Even in her dreams Olenka is in the timber business, dreaming of “perfect mountains of planks and boards,” and cries out in her sleep, so that Pustovalov says to her tenderly, “Olenka, what’s the matter, darling? Cross yourself!” But the timber merchant inevitably goes out in the timber yard one day without his cap on; he catches cold and dies, to leave Olenka a widow once more. “I’ve nobody, now you’ve left me, my darling,” she sobs after the funeral. “How can I live without you?”

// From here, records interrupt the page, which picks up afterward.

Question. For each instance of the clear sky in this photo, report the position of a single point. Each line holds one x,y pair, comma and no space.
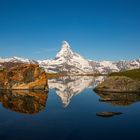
97,29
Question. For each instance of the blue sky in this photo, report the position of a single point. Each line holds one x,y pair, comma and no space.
97,29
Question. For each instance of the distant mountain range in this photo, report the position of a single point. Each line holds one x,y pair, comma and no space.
70,62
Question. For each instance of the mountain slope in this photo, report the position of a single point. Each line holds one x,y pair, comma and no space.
67,61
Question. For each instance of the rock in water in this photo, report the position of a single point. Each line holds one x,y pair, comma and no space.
23,76
119,84
108,114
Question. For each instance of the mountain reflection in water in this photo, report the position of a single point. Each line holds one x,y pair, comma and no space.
24,101
119,99
69,86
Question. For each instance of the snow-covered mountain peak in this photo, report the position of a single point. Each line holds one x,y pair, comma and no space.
65,50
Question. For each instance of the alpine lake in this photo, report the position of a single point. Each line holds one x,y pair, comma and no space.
68,111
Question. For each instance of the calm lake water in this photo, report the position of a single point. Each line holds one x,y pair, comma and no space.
68,112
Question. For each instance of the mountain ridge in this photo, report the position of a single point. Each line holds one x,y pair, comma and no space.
70,62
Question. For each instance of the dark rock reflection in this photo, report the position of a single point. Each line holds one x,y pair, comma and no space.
24,101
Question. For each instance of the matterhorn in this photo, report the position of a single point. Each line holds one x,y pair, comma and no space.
67,61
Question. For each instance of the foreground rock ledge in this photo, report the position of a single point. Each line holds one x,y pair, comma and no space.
23,76
119,84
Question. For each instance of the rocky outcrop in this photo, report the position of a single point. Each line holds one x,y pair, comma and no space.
24,101
119,84
23,76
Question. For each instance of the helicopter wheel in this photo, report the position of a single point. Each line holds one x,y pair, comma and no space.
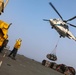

And the timber merchant is succeeded by a veterinary surgeon--who gets transferred to Siberia. But the plot is not repetition--it is direction. The love which Olenka bears to whatever is nearest her reaches its final and, we discover, its truest mold in maternalism: for there it is most naturally innocent of anything but formless, thoughtless, blameless embracing; the true innocence is in never perceiv- ing. Only mother love could endure in a pursuit of such blind regard, caring so little for the reality of either life involved so long as love wraps them together, Chekhov tells us?unpretentiously, as he tells everything, and with the simplest of concluding episodes. Olenka?s character is seen purely then for what it is: limpid reflection, mindless and purposeless regard, love that falls like the sun and rain on all alike, vacant when there is nothing to reflect.
We know this because, before her final chance to love, Olenka is shown to us truly alone:
[She] got thinner and plainer; and when people met her in the street they did not look at her as they used to, and did not smile to her; evidently her best years were over and left behind, and now a new sort of life had begun for her, which did not bear thinking about . . . And what was worst of all, she had no opinions of any sort. She saw the objects about her and understood what she saw, but could not form any opinions about them, and did not know what to talk about. And how awful it is not to have any opinions! She wanted a love that would absorb her whole being, her whole soul and reason; that would give her ideas and an object in life, and would warm her old blood.
The answer is Sasha, the ten-year-old son of the veterinary surgeon, an unexpected blessing from Siberia’a schoolchild. The veterinarian has another wife now, but this no longer matters. “Olenka, with arms akimbo, walked about the yard giving directions. Her face was beaming, and she was brisk and alert, as though she had waked from a long sleep . . . ‘An island is a piece of land entirely surrounded by water,’ Sasha reads aloud. ‘An island is a piece of land,’ she repeated, and this was the first opinion to which she gave utterance with positive conviction, after so many years of silence and dearth of ideas.” She would follow Sasha halfway to school, until he told her to go back. She would go to bed thinking blissfully of Sasha, “who lay sound asleep in the next room, sometimes crying out in his sleep, “I’ll give it to you! Get away! Shut up!?”
The darling herself is the story; all else is sacrificed to her; deaths and departures are perfunctory and to be expected. The last words of the story are the child’s and a protest, but they are delivered in sleep, as indeed protest to the darlings of this world will always be--out of inward and silent rebellion alone, as this master makes plain.
It is when the plot, whatever it is, is nearest to becoming the same thing on the outside as it is deep inside, that it is purest. When it is identifiable in every motion and progression of its own with the motions and progressions of the story’s feeling and its intensity, then this is plot put to its highest use.